Tuesday, 15 August 2017

Intelligence and Accepting Fallibility

"Intelligence is not personal, is not the outcome of argument, belief, opinion, or reason. Intelligence comes into being when the brain discovers its fallibility, when it discovers what it is capable of and what it is not."

There's a lot to be said about this.  Intelligence – which is mostly viewed as the amount of "stuff you know" – has a new parameter to consider: fallibility.

Fallibility is the liability to err. For a brain to realize its fallibility is for it to accept that it may have been wrong about some of the beliefs it once held. Even that is not enough. Once the wrong beliefs are sorted, they must be discarded, no matter how valuable they once were.

The recognition of fallibility is a huge and difficult step. It is akin to winning a war and then looking at the destruction and havoc you have wrought to get where you are.  It is the realization of how awful you must have been to those around you back when you had not been aware of your fallibility.

To be sure: being incognizant of one's fallibility is seldom a crime. And recognizing fallibility  does not lead to freedom from fallibility.

The truly "intelligent" thing about realizing fallibility is the weight it puts on your shoulders, so that you are constantly aware of it. It is a far cry from freedom from fallibility, but paradoxically, the two have a lot in common.

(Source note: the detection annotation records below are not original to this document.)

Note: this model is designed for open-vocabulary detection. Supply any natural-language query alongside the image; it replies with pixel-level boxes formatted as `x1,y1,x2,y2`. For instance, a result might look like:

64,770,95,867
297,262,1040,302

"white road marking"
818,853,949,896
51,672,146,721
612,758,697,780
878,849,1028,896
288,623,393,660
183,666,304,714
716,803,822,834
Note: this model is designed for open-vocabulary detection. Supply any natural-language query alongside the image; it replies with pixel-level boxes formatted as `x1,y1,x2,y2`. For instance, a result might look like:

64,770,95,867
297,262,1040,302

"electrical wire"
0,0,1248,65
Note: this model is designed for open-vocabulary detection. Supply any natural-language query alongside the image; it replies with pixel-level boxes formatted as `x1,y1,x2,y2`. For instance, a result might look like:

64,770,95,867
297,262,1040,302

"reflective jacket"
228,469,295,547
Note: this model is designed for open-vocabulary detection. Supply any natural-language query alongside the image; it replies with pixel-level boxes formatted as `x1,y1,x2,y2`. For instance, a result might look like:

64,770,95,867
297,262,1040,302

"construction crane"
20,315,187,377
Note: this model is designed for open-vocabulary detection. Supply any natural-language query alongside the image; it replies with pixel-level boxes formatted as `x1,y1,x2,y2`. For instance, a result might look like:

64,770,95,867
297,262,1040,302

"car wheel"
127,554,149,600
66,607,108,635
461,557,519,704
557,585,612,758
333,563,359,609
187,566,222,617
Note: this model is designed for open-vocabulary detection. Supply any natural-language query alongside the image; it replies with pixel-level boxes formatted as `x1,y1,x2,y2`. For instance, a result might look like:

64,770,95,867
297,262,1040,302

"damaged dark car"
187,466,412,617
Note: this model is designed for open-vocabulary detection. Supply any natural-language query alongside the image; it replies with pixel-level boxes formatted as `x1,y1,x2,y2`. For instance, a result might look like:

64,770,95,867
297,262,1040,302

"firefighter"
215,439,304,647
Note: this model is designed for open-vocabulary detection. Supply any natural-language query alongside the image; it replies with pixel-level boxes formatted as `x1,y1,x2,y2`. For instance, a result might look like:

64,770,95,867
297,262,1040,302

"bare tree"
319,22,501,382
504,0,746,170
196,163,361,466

With this constant weight on your shoulders, you develop the habit of approaching the world with questions instead of answers, with an open mind embracing all the possibilities which are obscured to a closed mind. In a way, it is a necessary step in reducing conflict and putting your ego aside. You get a new perspective on the world, and the "stuff you know" increases. It then follows that intelligence also increases. That's always a good thing.